One of the least controversial decisions of President Obama was to allocate 3 billion dollars to the creation of what was considered the philosopher’s stone of neuroscience: the map of the brain activity of our species. Such mapping, potentially as important as the deciphering of the human genome, is still far from taking shape, but the determination to trace one as soon as possible is already bearing fruit in articles and books being published, year after year, on the impact of neuroscience on every branch of knowledge, from anthropology to sociology through economics.
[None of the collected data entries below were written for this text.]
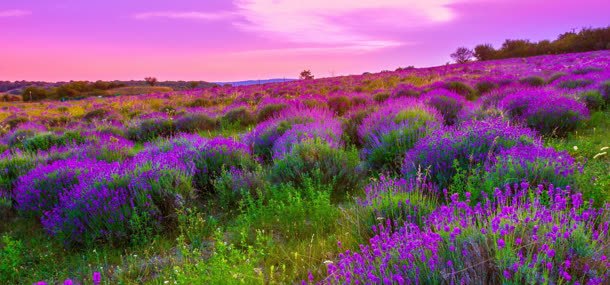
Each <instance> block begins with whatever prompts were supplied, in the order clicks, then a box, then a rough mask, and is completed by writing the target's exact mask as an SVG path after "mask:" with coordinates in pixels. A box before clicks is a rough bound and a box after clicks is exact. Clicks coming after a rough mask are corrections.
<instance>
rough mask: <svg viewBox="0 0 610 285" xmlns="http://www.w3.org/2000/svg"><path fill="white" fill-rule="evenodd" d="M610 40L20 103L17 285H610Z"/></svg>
mask: <svg viewBox="0 0 610 285" xmlns="http://www.w3.org/2000/svg"><path fill="white" fill-rule="evenodd" d="M609 106H610V51H598V52H588V53H578V54H565V55H554V56H539V57H530V58H516V59H506V60H497V61H485V62H473V63H467V64H456V65H447V66H440V67H434V68H423V69H413V68H408V69H399V70H396V71H392V72H390V71H387V72H381V73H377V74H368V73H366V74H363V75H356V76H344V77H333V78H324V79H317V80H301V81H294V82H287V83H272V84H264V85H253V86H242V87H214V88H206V89H197V90H190V91H179V92H172V93H163V94H161V93H160V94H143V95H137V96H119V97H113V98H88V99H84V100H79V101H67V102H57V101H44V102H37V103H0V217H1V218H2V222H1V223H0V260H1V263H0V283H2V284H21V283H23V284H28V283H29V284H32V283H37V284H96V285H97V284H142V283H150V284H234V283H235V284H259V283H260V284H276V283H278V284H285V283H303V284H609V283H610V233H609V227H610V158H609V157H610V156H609V155H608V154H607V152H608V151H609V148H608V147H609V146H610V141H609V138H610V129H609V127H610V111H609V110H608V109H609V108H608V107H609Z"/></svg>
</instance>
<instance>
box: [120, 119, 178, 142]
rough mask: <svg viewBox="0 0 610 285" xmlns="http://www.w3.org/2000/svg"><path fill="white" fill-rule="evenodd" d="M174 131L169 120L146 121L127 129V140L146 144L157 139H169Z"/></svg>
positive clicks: (147, 119) (167, 119)
mask: <svg viewBox="0 0 610 285" xmlns="http://www.w3.org/2000/svg"><path fill="white" fill-rule="evenodd" d="M175 131H176V128H175V125H174V121H173V120H171V119H147V120H144V121H141V122H140V123H139V124H137V125H135V126H131V127H129V128H127V138H129V139H130V140H133V141H137V142H146V141H151V140H154V139H156V138H158V137H170V136H172V135H173V134H174V133H175Z"/></svg>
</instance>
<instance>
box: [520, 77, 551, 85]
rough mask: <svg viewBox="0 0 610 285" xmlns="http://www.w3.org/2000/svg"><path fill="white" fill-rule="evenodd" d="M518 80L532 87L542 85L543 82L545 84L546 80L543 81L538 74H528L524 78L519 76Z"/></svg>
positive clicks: (545, 83) (521, 83)
mask: <svg viewBox="0 0 610 285" xmlns="http://www.w3.org/2000/svg"><path fill="white" fill-rule="evenodd" d="M519 82H520V83H521V84H525V85H529V86H532V87H539V86H543V85H544V84H546V82H545V81H544V78H542V77H540V76H528V77H525V78H521V79H520V80H519Z"/></svg>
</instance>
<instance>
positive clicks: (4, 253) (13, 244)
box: [0, 235, 26, 284]
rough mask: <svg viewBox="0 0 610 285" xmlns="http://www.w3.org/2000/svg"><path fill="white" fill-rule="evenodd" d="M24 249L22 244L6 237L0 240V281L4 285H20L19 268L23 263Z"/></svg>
mask: <svg viewBox="0 0 610 285" xmlns="http://www.w3.org/2000/svg"><path fill="white" fill-rule="evenodd" d="M25 253H26V248H25V246H24V245H23V242H21V241H19V240H15V239H13V238H11V237H10V236H8V235H4V236H2V239H0V260H2V262H0V281H2V283H4V284H17V283H20V280H21V279H20V277H22V274H23V273H22V271H21V267H22V266H23V265H24V263H25ZM21 281H22V280H21Z"/></svg>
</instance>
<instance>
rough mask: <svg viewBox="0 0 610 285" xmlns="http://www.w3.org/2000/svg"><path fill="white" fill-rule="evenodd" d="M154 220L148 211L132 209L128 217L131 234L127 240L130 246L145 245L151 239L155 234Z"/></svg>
mask: <svg viewBox="0 0 610 285" xmlns="http://www.w3.org/2000/svg"><path fill="white" fill-rule="evenodd" d="M154 224H155V222H154V220H153V219H152V217H151V216H150V214H149V213H147V212H145V211H142V212H139V211H138V210H137V209H134V211H133V214H132V215H131V217H130V218H129V228H130V229H131V236H130V239H129V242H130V244H131V245H132V246H145V245H147V244H149V243H150V242H152V241H153V239H154V237H155V235H156V229H155V227H154Z"/></svg>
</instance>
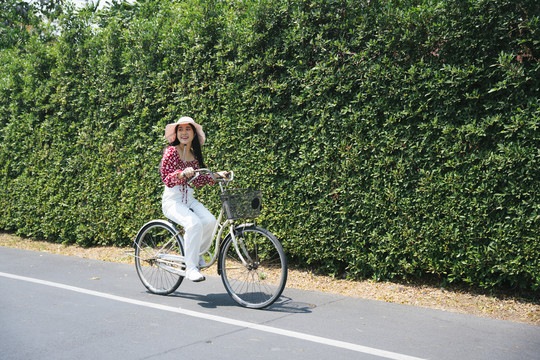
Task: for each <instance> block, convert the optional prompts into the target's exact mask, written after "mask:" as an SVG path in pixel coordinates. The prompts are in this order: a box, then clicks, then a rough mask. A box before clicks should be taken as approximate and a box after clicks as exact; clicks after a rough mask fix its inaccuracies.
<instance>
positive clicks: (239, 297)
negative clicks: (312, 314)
mask: <svg viewBox="0 0 540 360" xmlns="http://www.w3.org/2000/svg"><path fill="white" fill-rule="evenodd" d="M203 174H208V175H210V176H211V177H212V178H213V179H214V180H215V181H216V182H217V183H218V184H219V187H220V190H221V193H220V198H221V201H222V206H221V211H220V213H219V216H218V218H217V222H216V226H215V227H214V230H213V234H212V239H213V240H212V242H213V244H214V245H215V246H214V253H213V254H212V253H211V252H210V251H207V252H206V253H205V254H201V256H202V255H207V256H208V255H209V256H211V259H210V261H209V262H208V263H206V265H204V266H201V269H206V268H209V267H210V266H212V265H213V264H214V263H215V262H216V261H217V262H218V265H217V272H218V274H219V275H220V276H221V279H222V282H223V285H224V286H225V289H226V290H227V292H228V293H229V295H230V296H231V297H232V298H233V300H234V301H236V302H237V303H238V304H239V305H241V306H244V307H247V308H253V309H262V308H265V307H267V306H269V305H271V304H273V303H274V302H275V301H276V300H277V299H278V298H279V297H280V296H281V293H282V292H283V289H284V288H285V283H286V282H287V259H286V255H285V251H284V250H283V247H282V245H281V243H280V242H279V241H278V240H277V239H276V237H275V236H274V235H273V234H272V233H271V232H270V231H268V230H266V229H264V228H262V227H260V226H257V225H256V224H255V223H242V224H238V225H237V224H236V223H235V221H237V220H239V219H251V218H255V217H257V216H258V215H259V213H260V208H261V191H254V190H244V189H228V187H229V184H230V183H231V182H232V181H233V179H234V173H233V172H232V171H231V172H229V175H228V177H227V178H226V179H222V178H217V177H216V176H215V173H214V172H212V171H211V170H209V169H199V170H196V175H195V176H194V177H193V178H192V179H191V180H190V183H191V182H192V181H193V180H195V179H196V178H197V177H199V176H200V175H203ZM224 217H225V218H226V219H225V220H224ZM227 228H228V232H227V233H226V235H225V237H224V238H223V235H224V234H225V233H224V231H225V229H227ZM182 235H183V234H182V231H181V230H180V231H179V230H178V229H177V226H176V224H175V223H174V222H171V221H169V220H161V219H160V220H152V221H149V222H148V223H146V224H144V225H143V226H142V227H141V229H140V230H139V232H138V233H137V236H136V237H135V240H134V247H135V254H134V256H135V267H136V269H137V275H138V276H139V279H140V280H141V282H142V283H143V285H144V286H145V287H146V288H147V289H148V290H149V291H150V292H152V293H154V294H159V295H168V294H170V293H172V292H174V291H175V290H176V289H178V287H179V286H180V284H181V283H182V281H183V280H184V277H185V275H186V265H185V263H184V256H183V255H184V246H183V237H182ZM222 239H223V240H222Z"/></svg>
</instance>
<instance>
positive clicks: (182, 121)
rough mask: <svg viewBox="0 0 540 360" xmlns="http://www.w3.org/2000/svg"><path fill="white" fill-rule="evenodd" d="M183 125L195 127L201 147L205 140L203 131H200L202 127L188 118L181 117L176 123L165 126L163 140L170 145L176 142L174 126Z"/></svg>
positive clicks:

Few, though, have delved into the connections between plastic arts and brain sciences, and this gives particular value to two books that tackle architecture and art from the neuroscientific angle: Mind in Architecture and Art et technosciences. The former is a collection of essays, compiled by Sarah Robertson and Juhani Pallasmaa, where scientists, psychologists, and architects try to learn how the built environment affects our behavior and sensitivity. The aim is to find out what cerebral factors define the human being’s relationship with that environment, and to what extent those factors can be the basis for formulating an ‘expanded theory’ of design that helps architects conceive sensorially richer, and also more meaningful, spaces.
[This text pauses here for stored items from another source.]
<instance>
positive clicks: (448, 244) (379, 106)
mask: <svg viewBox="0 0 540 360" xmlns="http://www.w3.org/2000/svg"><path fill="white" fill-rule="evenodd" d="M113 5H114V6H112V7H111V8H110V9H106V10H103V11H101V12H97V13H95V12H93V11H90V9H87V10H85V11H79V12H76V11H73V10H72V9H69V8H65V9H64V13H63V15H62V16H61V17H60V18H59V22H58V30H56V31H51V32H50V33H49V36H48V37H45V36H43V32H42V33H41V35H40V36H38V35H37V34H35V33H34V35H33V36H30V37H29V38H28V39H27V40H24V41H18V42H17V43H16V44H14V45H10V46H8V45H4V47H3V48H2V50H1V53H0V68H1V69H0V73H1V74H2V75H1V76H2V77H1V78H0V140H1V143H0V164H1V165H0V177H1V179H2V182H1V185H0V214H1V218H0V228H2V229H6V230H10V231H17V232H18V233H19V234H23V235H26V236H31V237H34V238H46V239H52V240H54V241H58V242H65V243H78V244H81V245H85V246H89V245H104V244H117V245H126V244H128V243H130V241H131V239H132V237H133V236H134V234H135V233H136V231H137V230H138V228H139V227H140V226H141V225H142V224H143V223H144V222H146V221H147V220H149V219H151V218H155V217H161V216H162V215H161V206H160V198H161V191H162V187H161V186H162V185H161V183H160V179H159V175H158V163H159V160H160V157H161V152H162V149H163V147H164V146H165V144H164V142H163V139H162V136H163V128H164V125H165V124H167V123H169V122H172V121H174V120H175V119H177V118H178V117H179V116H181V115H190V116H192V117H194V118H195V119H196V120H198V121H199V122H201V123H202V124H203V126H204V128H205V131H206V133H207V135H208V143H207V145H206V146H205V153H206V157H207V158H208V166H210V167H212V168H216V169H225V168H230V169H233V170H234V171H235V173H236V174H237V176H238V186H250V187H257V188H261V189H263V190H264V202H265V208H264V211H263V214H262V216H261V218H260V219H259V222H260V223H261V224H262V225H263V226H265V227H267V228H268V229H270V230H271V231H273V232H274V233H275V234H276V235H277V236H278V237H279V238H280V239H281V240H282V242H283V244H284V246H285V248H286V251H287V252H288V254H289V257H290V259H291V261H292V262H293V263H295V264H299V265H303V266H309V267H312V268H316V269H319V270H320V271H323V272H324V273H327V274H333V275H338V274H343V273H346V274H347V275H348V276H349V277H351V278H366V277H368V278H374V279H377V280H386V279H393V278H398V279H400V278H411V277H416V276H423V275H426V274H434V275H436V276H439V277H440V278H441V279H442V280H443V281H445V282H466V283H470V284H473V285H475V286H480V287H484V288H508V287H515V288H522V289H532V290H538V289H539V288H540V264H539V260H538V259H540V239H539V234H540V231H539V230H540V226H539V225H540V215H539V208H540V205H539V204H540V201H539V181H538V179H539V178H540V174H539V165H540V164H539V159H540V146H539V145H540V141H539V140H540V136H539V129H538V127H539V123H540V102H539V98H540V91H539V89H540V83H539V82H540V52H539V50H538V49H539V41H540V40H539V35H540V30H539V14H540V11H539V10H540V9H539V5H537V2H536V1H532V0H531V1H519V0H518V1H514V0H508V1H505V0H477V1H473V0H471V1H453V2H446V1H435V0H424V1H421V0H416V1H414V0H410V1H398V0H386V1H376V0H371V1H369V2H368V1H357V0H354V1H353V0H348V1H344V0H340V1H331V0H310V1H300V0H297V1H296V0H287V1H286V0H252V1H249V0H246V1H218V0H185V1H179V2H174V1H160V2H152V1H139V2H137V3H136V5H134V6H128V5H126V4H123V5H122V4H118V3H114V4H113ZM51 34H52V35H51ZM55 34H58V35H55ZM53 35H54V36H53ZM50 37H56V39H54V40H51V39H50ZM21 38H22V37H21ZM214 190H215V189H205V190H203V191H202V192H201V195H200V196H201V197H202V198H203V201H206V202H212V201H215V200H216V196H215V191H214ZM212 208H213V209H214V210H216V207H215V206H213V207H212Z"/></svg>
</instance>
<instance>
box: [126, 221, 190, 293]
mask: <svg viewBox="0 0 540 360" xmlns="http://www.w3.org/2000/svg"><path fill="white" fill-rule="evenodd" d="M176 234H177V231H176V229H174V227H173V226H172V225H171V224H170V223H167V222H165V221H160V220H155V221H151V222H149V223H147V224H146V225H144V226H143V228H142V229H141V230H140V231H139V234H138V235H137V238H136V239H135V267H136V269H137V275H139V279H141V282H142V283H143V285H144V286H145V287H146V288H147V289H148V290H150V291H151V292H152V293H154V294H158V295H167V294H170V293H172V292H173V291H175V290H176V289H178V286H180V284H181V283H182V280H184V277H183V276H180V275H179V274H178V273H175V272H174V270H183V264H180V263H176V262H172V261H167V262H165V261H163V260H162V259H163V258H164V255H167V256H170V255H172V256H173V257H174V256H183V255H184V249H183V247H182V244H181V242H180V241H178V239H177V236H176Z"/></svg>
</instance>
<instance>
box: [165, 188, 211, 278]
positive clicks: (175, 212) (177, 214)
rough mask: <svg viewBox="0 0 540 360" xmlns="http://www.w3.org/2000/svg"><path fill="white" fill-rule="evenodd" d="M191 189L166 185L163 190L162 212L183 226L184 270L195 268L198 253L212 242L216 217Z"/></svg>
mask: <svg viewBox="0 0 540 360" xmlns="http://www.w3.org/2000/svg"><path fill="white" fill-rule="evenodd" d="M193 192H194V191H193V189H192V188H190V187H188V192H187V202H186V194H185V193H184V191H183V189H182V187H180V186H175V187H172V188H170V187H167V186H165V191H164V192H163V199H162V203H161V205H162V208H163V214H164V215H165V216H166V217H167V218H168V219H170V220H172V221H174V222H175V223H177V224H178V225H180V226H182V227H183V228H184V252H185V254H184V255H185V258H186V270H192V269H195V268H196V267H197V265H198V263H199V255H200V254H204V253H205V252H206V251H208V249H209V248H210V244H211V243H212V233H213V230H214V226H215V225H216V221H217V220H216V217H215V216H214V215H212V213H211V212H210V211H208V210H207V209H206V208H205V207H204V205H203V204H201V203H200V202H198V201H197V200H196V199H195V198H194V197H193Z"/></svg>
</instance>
The proposal is attractive, and interest in the theme is enhanced by the quality of some contributions, especially those of two architectural historians, Harry Francis Mallgrave and Alberto Pérez-Gómez, who, following the lessons of Antonio Damasio, compares two ways of understanding the brain, emotions, and architecture: the Cartesian and the phenomenological, now updated in neuroscience. More predictable is Pallasmaa, in whose essay the brain sciences become perfect justification for an ideologized view of architecture where haptic prevails over optic, atmospheric over tectonic, and modernity is denounced, whether in its canonical or in its globalized version. Pallasmaa’s attitude is shared by other contributors to the book, whose texts repeat the phrase ‘change of paradigm,’ suggesting that in the approach to neuroscience lies the risk of another relapse into rhetoric, the use of science’s prestige to mask a critique that serves an aesthetic or ideological agenda.
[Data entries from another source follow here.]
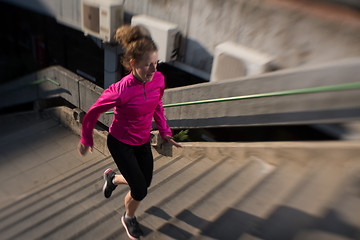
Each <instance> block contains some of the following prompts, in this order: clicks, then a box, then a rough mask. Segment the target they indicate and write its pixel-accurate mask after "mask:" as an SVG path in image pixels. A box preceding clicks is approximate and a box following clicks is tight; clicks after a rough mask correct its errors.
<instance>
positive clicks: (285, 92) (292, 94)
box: [106, 82, 360, 114]
mask: <svg viewBox="0 0 360 240" xmlns="http://www.w3.org/2000/svg"><path fill="white" fill-rule="evenodd" d="M353 89H360V82H353V83H344V84H337V85H328V86H321V87H312V88H302V89H295V90H286V91H277V92H269V93H258V94H251V95H243V96H236V97H226V98H215V99H207V100H199V101H191V102H181V103H170V104H164V105H163V107H164V108H167V107H179V106H186V105H195V104H203V103H216V102H226V101H236V100H245V99H253V98H264V97H278V96H285V95H295V94H308V93H320V92H331V91H343V90H353ZM113 113H114V111H108V112H106V114H113Z"/></svg>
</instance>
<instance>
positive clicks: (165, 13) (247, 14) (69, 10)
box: [4, 0, 360, 74]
More impartial is the philosopher Marc Jimenez in Art et technosciences, written in the tradition of the ‘Que sais-je’ breviaries, which poses fifty questions and answers defining what the author calls ‘neuroaesthetics,’ a discipline at the crossroads of traditional aesthetics, cognitive sciences, and neuroscience. Barring some triviality and dispersion, Jimenez’s work is valuable in its broad perspective and its attempt to include the scientific in a variable and contingent cultural sublayer, avoiding the determinisms and simplifications so loved by those who try to give art and architecture a scientific base: from Gustav Fechner and the physiological aesthetic of the 19th century to Semir Zeki and his vacuous and ultimately useless neuroart.
Paraphrasing Lewis Mumford: do not ask of science more than what it can give, especially when we talk about architecture. Behind its cloak of objectivity often hides an ideology.